Father of the Man
Edward Finlay recalls his life’s odyssey beginning in the 1890s on his family ranch in rural Montana. His childhood revolves around three people: his father, a cattle rancher; his mother, who is determined for her son to receive a modern education; and his best friend, a boy from the nearby Crow Indian Reservation, who introduces him to a fading warrior society. When Edward refuses to break off a teenage romance with an older woman from the reservation, his mother arranges to send Edward far away to the newly opened Stanford University.
There, the San Francisco earthquake completely changes the direction of his future. After volunteering in a U.S. Army field hospital, he decides to become a surgeon. Soon, he begins his medical career and a life filled with friendship, new love, and extraordinary adventure as he brushes with history across two continents.

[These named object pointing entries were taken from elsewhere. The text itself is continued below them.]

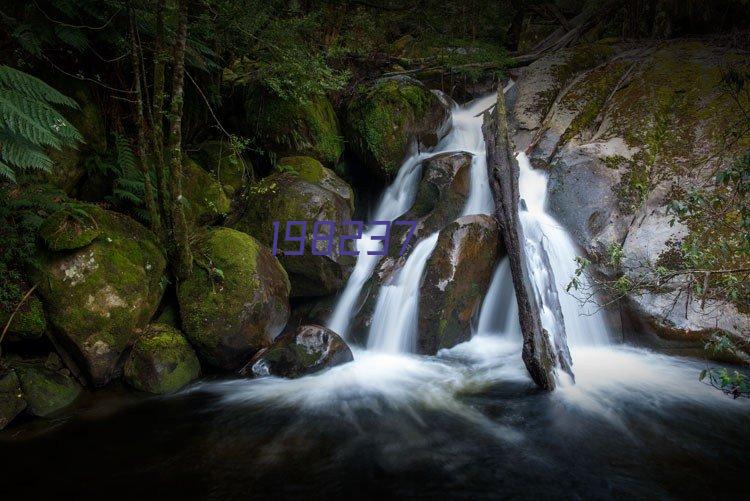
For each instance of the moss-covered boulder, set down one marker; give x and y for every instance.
(386, 119)
(309, 349)
(68, 164)
(161, 361)
(301, 189)
(312, 171)
(206, 200)
(456, 279)
(12, 402)
(288, 127)
(626, 133)
(230, 169)
(237, 299)
(29, 322)
(100, 296)
(45, 390)
(68, 229)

Edward confronts many adversaries during his journey: dormitory bullies, traitors to the British Empire and its monarchy, and even a child psychopath. The greatest of these villains are the promoters of eugenics, which threaten his intellectually disabled son, and the Germans at Orhdruf (the first concentration camp liberated by the U.S. Army in WW2). As a son, husband, father, pioneering vascular surgeon, and veteran of two world wars, he attempts to understand the inequities of fortune and the inexplicable cruelty he encounters.
"The sections of the book that cover the world wars are intense and engaging, filled with bold descriptions of grief and loss."
- Foreword Clarion Reviews
Eric Freeman is a pulmonary and critical care physician who earlier served in the U.S. Navy Medical Corps. He lives in Norfolk, Virginia, with his wife. This is his first novel.